GROAN.

Is it a high-potential starting word in America’s favorite word game?  Three good consonants, two frequent vowels…a good opening volley this morning?

Or, is it the SOUND that erupted painfully from my throat, scaring the dog, when I busted my Wordle streak?  (AGAIN.)

If you are among the millions addicted to the word game that has gripped the nation, if you constantly update your strategy or sweat over your starting word, if you are on a text thread that shares scores every morning, then you know the real answer.  It’s both.

What’s that?  Not a Wordler?  We fanatics don’t JUDGE, of course, but I may quietly speculate what life is like under that rock.  I’ll even confess I started playing myself last year, after suffering the most acute case of fear-of-missing-out that ever struck.  What on earth were all these rows of blocks on Facebook, where the devoted shared their daily scores?  Why was everyone asking, “Did you get the word today?”  I was pretty much the only person I knew who wasn’t playing.  A good pal offered to COACH this beginner, and I dove in.  And was immediately hooked.

If you’ve had your eyes and ears open at all in the past year or two (this morning’s Wordle is daily puzzle No. 736) in the western world, you likely know this game offers you six chances to guess a five-letter word by the process of elimination of letters.  Sounds simple, right? You key in the letters for your GUESS and get instantaneous results. Green squares indicate correct letters in the right order, yellows are correct letters, out of order, and the remaining letters are eliminated.  You play it on your phone, and if you sign in, it tallies your running results, totalling how many tries it takes you and how many days in a row you get it right (the streak).

What could possibly go wrong?

Hold my beer.  Some of us find new ways to defeat ourselves at least once a week, if not more frequently.  Take note here of just a few ways a Wordler can blow it.  After 320 plays (hey!  Is there a Wordle anniversary gift for one year?), I recommend that you don’t:

  • Start playing when you wake up in the middle of the night and can’t go back to sleep. Awake, maybe, but brain still fuzzy, you’ll overlook blatant clues and annoy yourself so thoroughly you’ll soon be even more AWAKE, even more unlikely to recapture SLEEP, and get a crappy score.  A two-for-one nightmare.
  • Play the same starting word every single ding-dang day. There are those who SWEAR by this strategy—and hey, I know one who outscores me most days—but I can’t stick with that.  It left me totally BORED.
  • Select your first guess based on the mood of the day. I woke up the other morning still glowing from a wonderful gathering of loved ones the previous day, so I started with HAPPY.  The irony was unbearable; I busted the streak painfully, even with four of the five letters by the third guess.  Why did you WASTE an extra consonant, with those two P’s, asked a kind fellow-sufferer, who probably heard my GROAN miles away at his house.  I don’t know, because I was, well, you know, HAPPY, before I played this dadgum game?  Some have luck starting with the weather (CLOUD); he, on the other hand, often starts with terms inspired by the daily news.  On the historic day of our former president’s recent federal indictment, he started with CRIME and got the word in three tries.  Poetic justice?  You decide.
  • Forget that many words contain a letter that appears more than once. I made this mistake, oh, I dunno, 25 or 30 times before I finally caught on, being quick that way. Still, hope glimmers faintly on the horizon, proving that even the most bullheaded players may finally catch on.  Today’s word is RODEO, and I got it in four.
  • Play without your glasses because you are too lazy to get up and get them. Need I point out how much M looks like N when you are squinting, and so forth?

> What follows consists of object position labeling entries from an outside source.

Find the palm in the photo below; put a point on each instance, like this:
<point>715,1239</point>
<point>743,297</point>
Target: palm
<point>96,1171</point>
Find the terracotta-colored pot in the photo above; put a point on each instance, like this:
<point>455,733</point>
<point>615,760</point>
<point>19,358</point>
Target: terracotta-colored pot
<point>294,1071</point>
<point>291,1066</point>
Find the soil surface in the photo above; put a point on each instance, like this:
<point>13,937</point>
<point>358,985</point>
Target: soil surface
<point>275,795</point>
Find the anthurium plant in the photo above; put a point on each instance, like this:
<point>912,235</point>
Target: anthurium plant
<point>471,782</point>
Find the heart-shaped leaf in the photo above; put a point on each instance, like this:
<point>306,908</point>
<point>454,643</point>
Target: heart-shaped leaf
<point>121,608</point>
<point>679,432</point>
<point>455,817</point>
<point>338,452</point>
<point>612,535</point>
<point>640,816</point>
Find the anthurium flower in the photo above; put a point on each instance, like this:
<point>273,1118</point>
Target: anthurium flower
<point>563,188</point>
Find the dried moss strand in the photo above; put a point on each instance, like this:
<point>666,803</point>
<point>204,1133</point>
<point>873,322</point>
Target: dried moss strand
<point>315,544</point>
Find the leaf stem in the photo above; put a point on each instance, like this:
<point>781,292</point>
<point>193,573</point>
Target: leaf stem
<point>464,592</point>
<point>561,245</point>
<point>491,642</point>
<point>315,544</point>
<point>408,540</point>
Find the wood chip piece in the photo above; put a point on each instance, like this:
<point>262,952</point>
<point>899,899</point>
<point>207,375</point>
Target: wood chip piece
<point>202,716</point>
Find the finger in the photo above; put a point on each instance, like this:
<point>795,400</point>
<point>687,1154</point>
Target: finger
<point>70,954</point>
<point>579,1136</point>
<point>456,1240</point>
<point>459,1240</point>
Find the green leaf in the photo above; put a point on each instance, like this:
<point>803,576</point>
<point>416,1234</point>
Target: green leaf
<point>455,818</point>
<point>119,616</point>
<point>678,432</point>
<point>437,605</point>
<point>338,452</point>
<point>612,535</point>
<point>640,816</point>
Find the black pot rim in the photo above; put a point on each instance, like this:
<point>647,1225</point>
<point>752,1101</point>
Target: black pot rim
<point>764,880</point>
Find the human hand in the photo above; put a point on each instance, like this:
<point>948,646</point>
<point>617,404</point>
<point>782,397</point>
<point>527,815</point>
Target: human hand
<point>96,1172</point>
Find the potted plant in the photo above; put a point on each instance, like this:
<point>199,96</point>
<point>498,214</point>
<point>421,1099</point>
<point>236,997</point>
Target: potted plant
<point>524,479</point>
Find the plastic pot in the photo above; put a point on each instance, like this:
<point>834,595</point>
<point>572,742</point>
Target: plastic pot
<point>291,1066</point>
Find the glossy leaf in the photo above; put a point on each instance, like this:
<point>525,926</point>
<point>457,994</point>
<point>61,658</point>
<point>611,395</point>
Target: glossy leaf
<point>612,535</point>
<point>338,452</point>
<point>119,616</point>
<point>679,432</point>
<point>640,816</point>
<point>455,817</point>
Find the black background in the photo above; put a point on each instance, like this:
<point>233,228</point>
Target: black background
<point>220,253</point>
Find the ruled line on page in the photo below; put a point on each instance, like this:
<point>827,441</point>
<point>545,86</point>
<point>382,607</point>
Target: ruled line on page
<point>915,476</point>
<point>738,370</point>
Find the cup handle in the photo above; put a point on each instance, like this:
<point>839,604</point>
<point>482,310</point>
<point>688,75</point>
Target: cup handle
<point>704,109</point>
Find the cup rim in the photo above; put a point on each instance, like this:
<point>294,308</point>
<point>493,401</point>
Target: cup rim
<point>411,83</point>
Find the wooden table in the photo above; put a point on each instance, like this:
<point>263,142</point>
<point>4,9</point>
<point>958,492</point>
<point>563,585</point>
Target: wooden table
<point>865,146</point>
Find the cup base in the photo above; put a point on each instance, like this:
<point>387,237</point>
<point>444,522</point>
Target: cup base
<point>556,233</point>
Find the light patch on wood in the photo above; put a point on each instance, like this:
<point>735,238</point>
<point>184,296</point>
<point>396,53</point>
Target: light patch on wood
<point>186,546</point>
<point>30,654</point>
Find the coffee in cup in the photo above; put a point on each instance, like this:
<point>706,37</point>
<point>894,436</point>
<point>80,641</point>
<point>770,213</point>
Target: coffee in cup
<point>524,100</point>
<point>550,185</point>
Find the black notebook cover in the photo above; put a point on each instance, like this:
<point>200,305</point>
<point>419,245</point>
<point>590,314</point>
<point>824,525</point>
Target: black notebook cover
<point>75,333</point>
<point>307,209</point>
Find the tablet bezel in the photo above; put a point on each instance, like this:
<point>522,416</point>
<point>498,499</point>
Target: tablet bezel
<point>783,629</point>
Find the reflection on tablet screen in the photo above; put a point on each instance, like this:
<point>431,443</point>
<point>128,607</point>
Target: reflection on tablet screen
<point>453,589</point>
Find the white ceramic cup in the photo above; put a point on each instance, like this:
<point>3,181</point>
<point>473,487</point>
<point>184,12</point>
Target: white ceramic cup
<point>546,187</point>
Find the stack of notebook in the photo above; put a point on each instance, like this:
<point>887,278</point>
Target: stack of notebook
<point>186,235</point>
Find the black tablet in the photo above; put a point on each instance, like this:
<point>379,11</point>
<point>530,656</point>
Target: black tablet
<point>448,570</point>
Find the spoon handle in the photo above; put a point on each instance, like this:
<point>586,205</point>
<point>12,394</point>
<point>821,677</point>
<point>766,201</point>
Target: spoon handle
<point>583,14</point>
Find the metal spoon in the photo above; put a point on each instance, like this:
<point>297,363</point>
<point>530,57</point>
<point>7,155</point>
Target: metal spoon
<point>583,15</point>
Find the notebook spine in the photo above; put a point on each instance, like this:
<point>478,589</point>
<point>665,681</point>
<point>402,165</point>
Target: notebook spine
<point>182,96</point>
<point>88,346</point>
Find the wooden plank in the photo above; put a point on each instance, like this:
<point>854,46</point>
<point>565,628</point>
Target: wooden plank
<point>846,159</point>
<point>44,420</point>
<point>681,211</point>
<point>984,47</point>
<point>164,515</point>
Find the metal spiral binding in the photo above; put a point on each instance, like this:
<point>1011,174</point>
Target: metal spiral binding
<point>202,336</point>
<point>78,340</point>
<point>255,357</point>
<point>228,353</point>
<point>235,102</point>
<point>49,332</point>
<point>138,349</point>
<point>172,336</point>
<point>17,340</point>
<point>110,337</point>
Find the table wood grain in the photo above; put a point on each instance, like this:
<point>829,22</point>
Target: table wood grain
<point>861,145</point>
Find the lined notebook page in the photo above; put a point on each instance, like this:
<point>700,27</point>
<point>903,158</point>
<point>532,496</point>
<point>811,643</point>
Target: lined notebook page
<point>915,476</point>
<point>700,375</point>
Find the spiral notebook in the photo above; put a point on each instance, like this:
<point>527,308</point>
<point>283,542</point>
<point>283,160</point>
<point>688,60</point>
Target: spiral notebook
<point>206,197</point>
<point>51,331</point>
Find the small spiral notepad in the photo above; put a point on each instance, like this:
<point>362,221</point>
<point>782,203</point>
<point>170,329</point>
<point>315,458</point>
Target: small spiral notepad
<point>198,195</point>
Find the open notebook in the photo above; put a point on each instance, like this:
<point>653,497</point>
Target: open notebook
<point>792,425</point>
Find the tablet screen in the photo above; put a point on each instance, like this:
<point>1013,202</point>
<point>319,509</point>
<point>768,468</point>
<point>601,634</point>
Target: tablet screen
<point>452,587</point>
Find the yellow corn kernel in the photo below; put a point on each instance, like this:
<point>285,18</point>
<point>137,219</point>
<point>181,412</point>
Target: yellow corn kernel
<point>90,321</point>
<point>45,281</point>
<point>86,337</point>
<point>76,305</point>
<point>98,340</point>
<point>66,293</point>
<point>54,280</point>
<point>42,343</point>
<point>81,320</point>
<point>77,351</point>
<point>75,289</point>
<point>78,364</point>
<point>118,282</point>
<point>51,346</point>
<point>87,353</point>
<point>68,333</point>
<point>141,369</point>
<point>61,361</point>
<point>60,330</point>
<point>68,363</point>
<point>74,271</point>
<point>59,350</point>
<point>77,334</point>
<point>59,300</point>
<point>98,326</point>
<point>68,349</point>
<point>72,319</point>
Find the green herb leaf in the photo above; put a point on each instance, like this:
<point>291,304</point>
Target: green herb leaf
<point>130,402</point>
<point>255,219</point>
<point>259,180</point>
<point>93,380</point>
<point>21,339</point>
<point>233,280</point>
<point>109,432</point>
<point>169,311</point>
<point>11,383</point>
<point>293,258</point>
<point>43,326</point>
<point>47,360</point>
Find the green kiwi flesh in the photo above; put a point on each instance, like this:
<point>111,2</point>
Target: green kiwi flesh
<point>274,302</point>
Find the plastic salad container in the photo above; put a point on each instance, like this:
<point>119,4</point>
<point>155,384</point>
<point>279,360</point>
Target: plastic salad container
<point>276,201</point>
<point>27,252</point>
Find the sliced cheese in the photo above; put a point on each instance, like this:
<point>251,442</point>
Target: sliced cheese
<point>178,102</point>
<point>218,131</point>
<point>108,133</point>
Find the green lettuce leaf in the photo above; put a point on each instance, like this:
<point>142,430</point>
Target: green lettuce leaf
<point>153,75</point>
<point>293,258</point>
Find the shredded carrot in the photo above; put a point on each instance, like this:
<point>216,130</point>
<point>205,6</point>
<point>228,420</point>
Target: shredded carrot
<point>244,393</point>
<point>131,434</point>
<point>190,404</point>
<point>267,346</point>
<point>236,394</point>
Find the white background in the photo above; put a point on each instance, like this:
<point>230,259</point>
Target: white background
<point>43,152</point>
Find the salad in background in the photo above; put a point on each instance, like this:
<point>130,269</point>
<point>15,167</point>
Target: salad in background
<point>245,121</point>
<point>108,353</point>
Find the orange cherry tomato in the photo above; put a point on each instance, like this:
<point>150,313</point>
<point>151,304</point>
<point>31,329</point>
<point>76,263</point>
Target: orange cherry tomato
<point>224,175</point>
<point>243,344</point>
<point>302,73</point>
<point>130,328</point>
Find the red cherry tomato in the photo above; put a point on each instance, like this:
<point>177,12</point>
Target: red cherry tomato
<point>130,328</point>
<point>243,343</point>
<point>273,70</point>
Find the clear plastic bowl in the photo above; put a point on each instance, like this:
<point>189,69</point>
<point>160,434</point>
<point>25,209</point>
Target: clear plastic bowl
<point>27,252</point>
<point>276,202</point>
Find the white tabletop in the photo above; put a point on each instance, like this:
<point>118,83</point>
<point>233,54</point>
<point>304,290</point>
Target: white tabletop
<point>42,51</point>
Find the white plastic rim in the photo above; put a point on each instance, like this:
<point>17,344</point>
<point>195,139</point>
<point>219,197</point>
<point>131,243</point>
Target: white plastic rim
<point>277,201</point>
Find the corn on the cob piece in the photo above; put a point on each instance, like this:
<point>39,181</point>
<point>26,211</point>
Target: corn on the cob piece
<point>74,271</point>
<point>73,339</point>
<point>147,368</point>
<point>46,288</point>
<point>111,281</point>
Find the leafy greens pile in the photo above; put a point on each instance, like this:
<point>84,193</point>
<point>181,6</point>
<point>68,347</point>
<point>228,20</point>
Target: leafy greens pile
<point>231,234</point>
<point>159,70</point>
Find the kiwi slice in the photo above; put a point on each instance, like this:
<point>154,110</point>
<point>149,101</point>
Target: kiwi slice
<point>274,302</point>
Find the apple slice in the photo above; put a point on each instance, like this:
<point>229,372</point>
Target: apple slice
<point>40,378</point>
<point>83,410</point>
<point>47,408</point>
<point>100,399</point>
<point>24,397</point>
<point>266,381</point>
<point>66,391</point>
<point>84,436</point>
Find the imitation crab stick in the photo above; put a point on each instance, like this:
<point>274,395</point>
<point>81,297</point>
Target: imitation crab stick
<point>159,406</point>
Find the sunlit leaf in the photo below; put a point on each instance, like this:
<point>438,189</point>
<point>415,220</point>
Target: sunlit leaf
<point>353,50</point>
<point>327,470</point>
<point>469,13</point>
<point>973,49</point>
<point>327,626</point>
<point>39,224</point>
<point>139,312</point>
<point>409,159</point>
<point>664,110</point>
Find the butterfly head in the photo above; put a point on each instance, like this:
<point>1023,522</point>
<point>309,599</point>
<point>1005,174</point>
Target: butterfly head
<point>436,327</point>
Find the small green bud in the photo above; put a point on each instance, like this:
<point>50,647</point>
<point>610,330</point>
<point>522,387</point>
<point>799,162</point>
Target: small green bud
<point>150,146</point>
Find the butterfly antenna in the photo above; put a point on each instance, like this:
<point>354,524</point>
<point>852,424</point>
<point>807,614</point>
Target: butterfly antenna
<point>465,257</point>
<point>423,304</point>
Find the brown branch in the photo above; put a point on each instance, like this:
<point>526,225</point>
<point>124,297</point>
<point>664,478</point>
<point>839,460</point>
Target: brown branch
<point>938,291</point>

How could I miss TASTE? And the streak begins again at Zero.

Enough about ways we make it harder.  What about ethics?  (Gasp!  Must we apply moral standards to Wordle?  Examine your own conscience, is my advice.)

Of all the Wordlers I know, only two have openly confessed–one of them whispering, if you can do that in a text–to consulting an outside source to improve results. One reviews a website that archives previous words; he checks it before entering a guess.  Does that make him a CHEAT, he asked me recently?  Reading this text, I inhaled sharply.  Not because I was scandalized, but because I felt stupid for not knowing that the words don’t repeat.  Or that such websites exist.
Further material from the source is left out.